Expenditures should strengthen this quarter as households start to dip into those savings, economists said. “Consumer spending is starting to look more and more like a coiled spring, and we could definitely see it pick up,” said Guy Berger, U.S. economist at RBS Securities Inc. in Stamford, Connecticut.
Also arguing for a stronger spending: elevated household confidence. The Bloomberg index of consumer sentiment climbed to 46.2 in the period ended March 29 from 45.5 the prior week, capping the strongest quarter since the second quarter of 2007. The measure of households’ propensity to spend increased to the highest level in eight years, while the reading on personal finances was the second-best since October 2007. The University of Michigan’s consumer sentiment index in March capped the strongest quarter since 2004.

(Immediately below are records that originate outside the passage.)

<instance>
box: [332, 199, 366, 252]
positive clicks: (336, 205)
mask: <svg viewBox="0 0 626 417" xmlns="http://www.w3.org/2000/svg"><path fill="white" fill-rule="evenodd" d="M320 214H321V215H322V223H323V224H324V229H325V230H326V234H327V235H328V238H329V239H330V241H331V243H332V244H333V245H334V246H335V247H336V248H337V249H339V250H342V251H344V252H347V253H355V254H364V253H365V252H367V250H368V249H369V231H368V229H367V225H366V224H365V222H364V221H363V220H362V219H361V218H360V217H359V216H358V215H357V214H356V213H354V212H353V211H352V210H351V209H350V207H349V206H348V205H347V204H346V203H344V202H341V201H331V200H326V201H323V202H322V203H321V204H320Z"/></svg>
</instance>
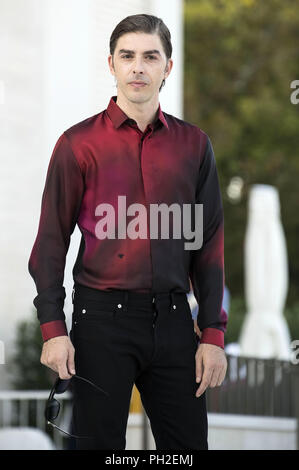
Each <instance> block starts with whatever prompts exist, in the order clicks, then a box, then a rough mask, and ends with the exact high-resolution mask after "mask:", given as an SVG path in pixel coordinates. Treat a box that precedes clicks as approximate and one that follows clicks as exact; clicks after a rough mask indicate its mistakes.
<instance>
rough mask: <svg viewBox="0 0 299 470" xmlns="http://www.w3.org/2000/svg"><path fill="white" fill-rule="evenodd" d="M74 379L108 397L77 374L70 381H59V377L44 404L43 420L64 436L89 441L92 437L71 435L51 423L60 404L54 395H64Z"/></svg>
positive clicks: (55, 416)
mask: <svg viewBox="0 0 299 470" xmlns="http://www.w3.org/2000/svg"><path fill="white" fill-rule="evenodd" d="M74 378H75V379H80V380H83V381H84V382H87V383H89V384H90V385H92V386H93V387H95V388H96V389H97V390H98V391H99V392H101V393H104V394H105V395H107V396H109V393H107V392H105V390H103V389H102V388H100V387H98V386H97V385H95V384H94V383H92V382H91V381H90V380H88V379H85V378H84V377H80V376H79V375H77V374H74V375H73V376H72V377H71V378H70V379H61V378H60V377H58V378H57V379H56V381H55V383H54V385H53V387H52V389H51V392H50V395H49V398H48V400H47V403H46V408H45V418H46V420H47V423H48V424H49V425H51V426H53V428H56V429H58V430H59V431H61V432H63V433H64V434H67V435H68V436H69V437H75V438H76V439H90V438H91V437H92V436H76V435H75V434H71V433H69V432H67V431H64V430H63V429H61V428H60V427H59V426H57V425H56V424H54V423H53V421H55V419H56V418H57V416H58V414H59V411H60V403H59V401H57V400H56V399H55V398H54V395H55V394H61V393H64V392H65V391H66V390H67V388H68V386H69V384H70V382H71V380H72V379H74Z"/></svg>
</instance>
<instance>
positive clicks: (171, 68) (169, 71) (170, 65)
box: [164, 59, 173, 78]
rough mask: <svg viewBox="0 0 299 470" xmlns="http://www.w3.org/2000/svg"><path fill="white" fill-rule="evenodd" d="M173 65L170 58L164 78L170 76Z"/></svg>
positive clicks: (164, 71) (172, 62)
mask: <svg viewBox="0 0 299 470" xmlns="http://www.w3.org/2000/svg"><path fill="white" fill-rule="evenodd" d="M172 66H173V60H172V59H168V61H167V64H166V66H165V70H164V78H167V77H168V76H169V74H170V72H171V69H172Z"/></svg>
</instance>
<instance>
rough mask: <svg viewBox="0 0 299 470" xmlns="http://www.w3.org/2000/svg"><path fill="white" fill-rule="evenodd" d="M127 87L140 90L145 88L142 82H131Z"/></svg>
mask: <svg viewBox="0 0 299 470" xmlns="http://www.w3.org/2000/svg"><path fill="white" fill-rule="evenodd" d="M129 85H131V86H133V87H134V88H142V87H144V86H146V83H144V82H131V83H129Z"/></svg>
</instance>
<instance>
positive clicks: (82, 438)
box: [47, 421, 90, 439]
mask: <svg viewBox="0 0 299 470" xmlns="http://www.w3.org/2000/svg"><path fill="white" fill-rule="evenodd" d="M47 423H48V424H50V426H53V428H55V429H58V431H60V432H63V433H64V434H66V435H67V436H70V437H75V438H76V439H90V436H75V434H71V433H69V432H67V431H64V430H63V429H61V428H60V427H59V426H56V424H54V423H52V421H47Z"/></svg>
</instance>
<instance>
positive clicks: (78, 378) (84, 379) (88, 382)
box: [75, 374, 109, 397]
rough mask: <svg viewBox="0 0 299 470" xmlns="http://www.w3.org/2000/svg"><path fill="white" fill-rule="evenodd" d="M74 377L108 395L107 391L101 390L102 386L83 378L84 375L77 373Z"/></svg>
mask: <svg viewBox="0 0 299 470" xmlns="http://www.w3.org/2000/svg"><path fill="white" fill-rule="evenodd" d="M75 377H77V378H78V379H81V380H84V381H85V382H87V383H89V384H90V385H92V386H93V387H95V388H97V389H98V390H99V391H100V392H103V393H105V395H107V397H109V393H107V392H105V390H103V389H102V388H100V387H98V386H97V385H96V384H94V383H92V382H90V380H88V379H85V378H84V377H81V376H80V375H77V374H76V375H75Z"/></svg>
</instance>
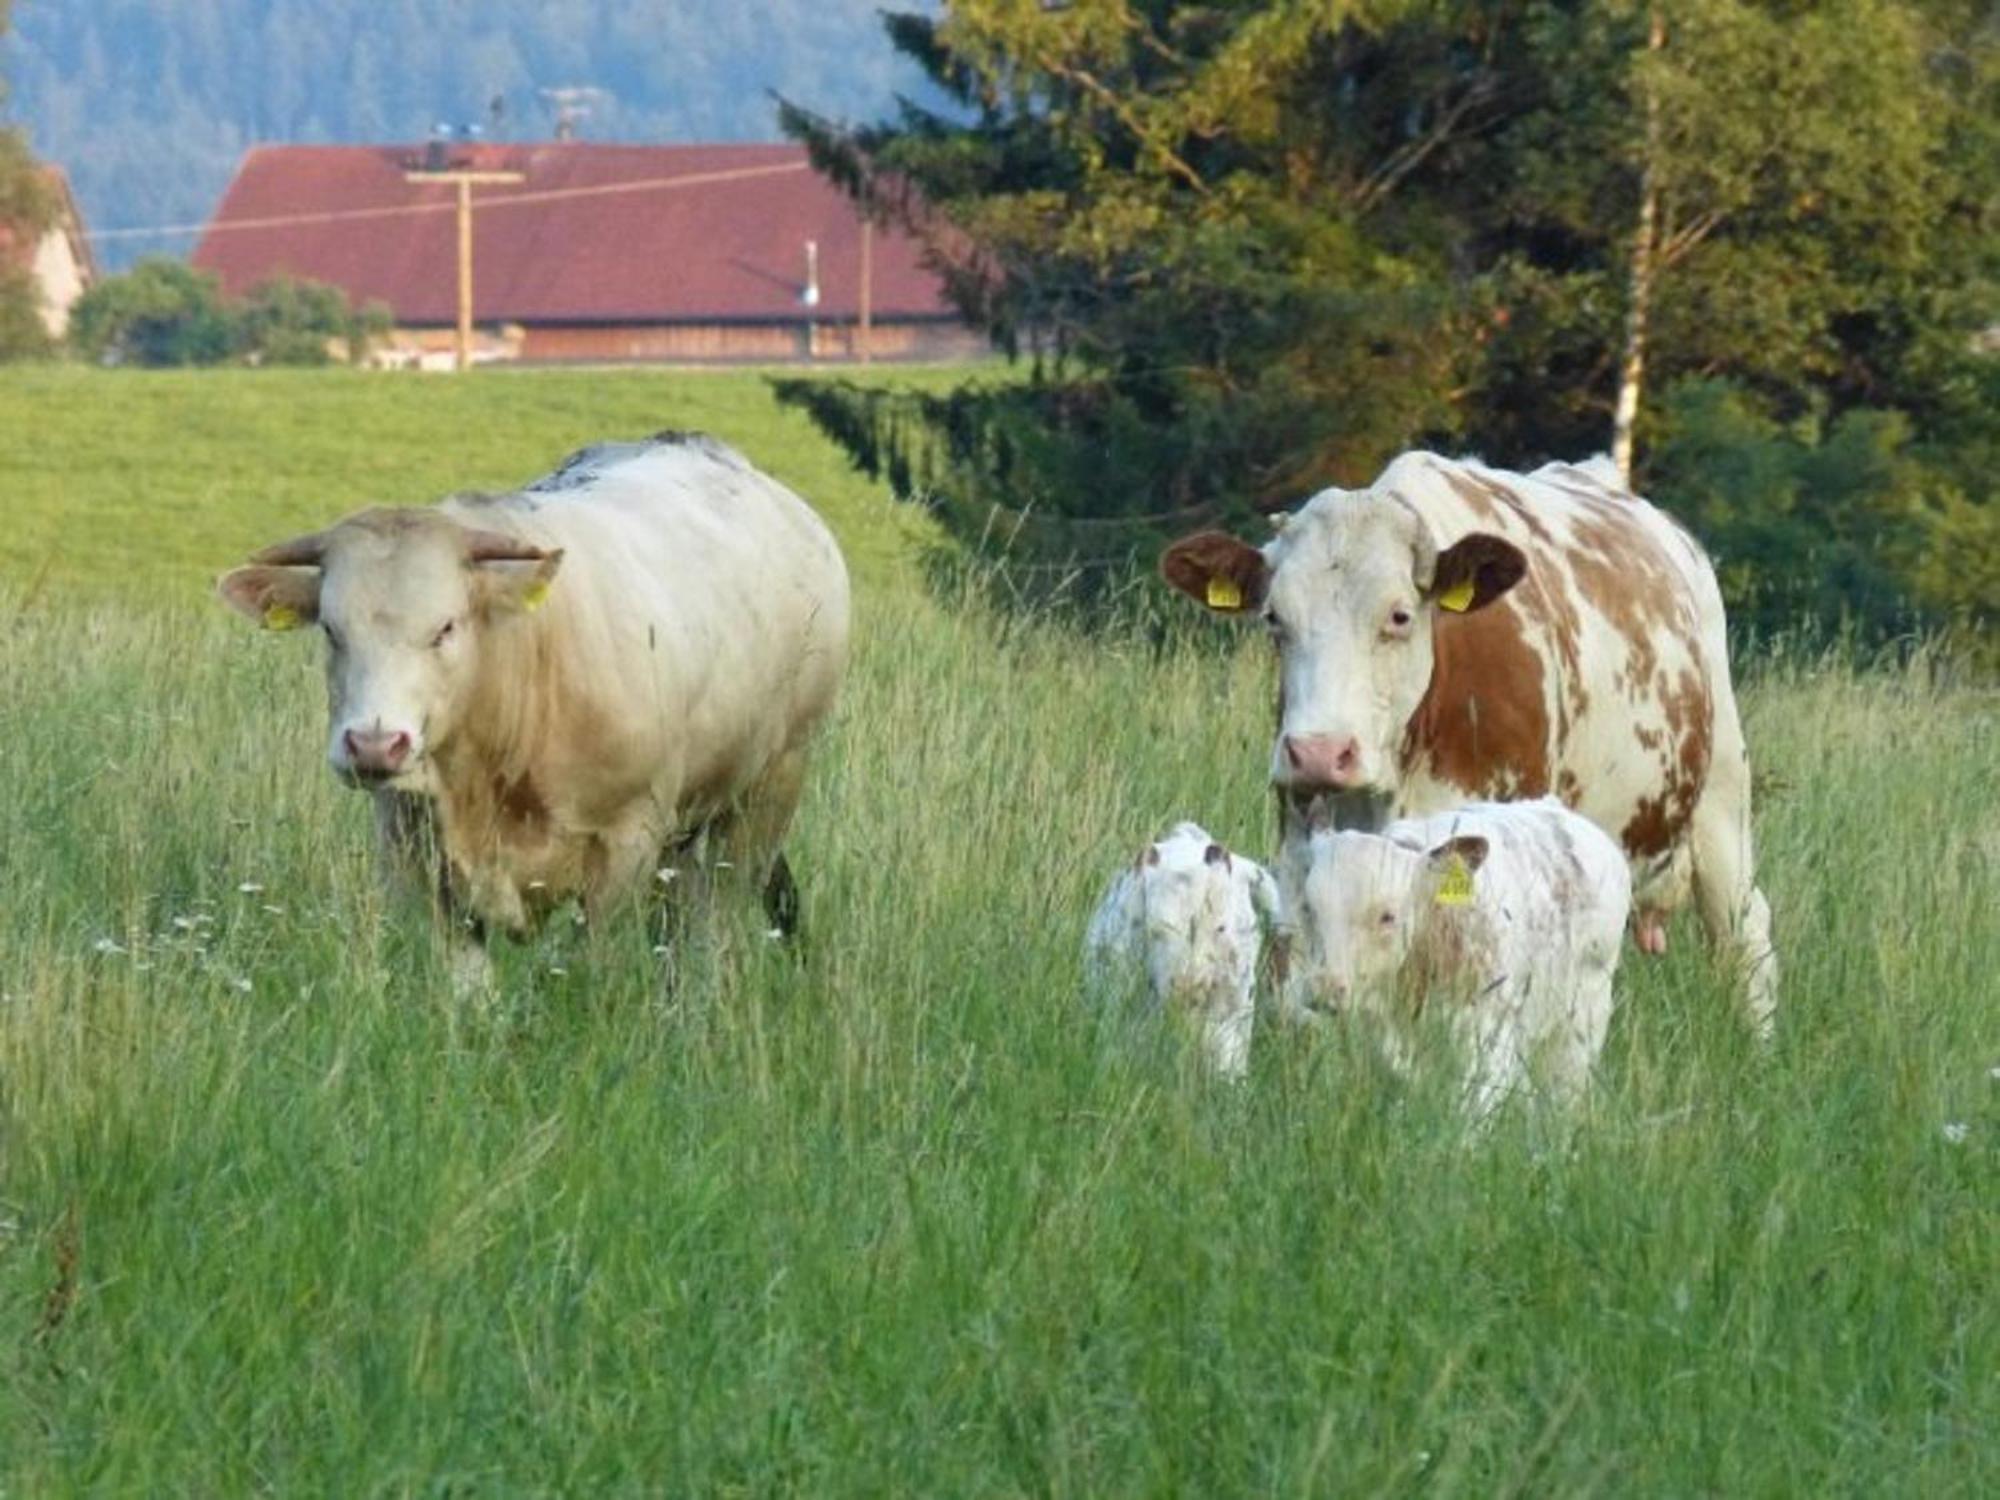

Behravesh saw a “silver lining” in the April 3 jobs report. Wages showed signs of picking up, which would be another plus for household expenditures. Hourly pay rose by 0.3 percent in March from the prior month after a 0.1 percent gain in February.
Still, some pockets of weakness in the economy could end up persisting. The strong dollar is hurting U.S. manufacturing companies, making their products less competitive overseas and more vulnerable to lower-priced imports. Manufacturing in the U.S. expanded in March at the slowest pace in almost two years, according to the Institute for Supply Management in Tempe, Arizona. Manufacturing employment fell 1,000 last month, the first drop since July 2013.
The energy industry also is suffering, in its case from the collapse in oil prices. Over the past three months, payrolls in mining and logging, which includes oilfield services, have fallen by 29,000, the worst since a similar period ended in July 2009. Crude prices have slumped 54 percent since a June 2014 high.
Ethan Harris, co-head of global economics research at Bank of America Corp. in New York, argued nevertheless that the “fundamental backdrop for the economy is pretty good.” Consumers have reduced debts and built up savings, banks have added capital and the housing market has mostly healed, he said.
“The only headwinds of real importance right now are weakness overseas and the strong dollar,” Harris, a former Fed official, said. “Beyond that, the economy is now in a position where it should be growing 3 percent.”